As you say in the second point, using the regularizer argument is the recommended way. You can use it in get_variable, or set it once in your variable_scope and have all your variables regularized.

The losses are collected in the graph, and you need to manually add them to your cost function like this.

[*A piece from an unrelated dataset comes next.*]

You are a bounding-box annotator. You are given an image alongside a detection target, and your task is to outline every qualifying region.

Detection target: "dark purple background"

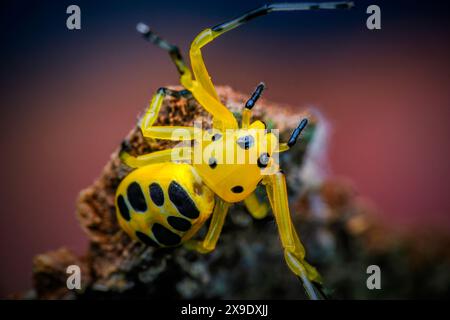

  reg_losses = tf.get_collection(tf.GraphKeys.REGULARIZATION_LOSSES)
  reg_constant = 0.01  # Choose an appropriate one.
  loss = my_normal_loss + reg_constant * sum(reg_losses)

Hope that helps!

Solution 2 - Python

A few aspects of the existing answer were not immediately clear to me, so here is a step-by-step guide:

  1. Define a regularizer. This is where the regularization constant can be set, e.g.:

     regularizer = tf.contrib.layers.l2_regularizer(scale=0.1)
    
  2. Create variables via:

         weights = tf.get_variable(
             name="weights",
             regularizer=regularizer,
             ...
         )
    

    Equivalently, variables can be created via the regular weights = tf.Variable(...) constructor, followed by tf.add_to_collection(tf.GraphKeys.REGULARIZATION_LOSSES, weights).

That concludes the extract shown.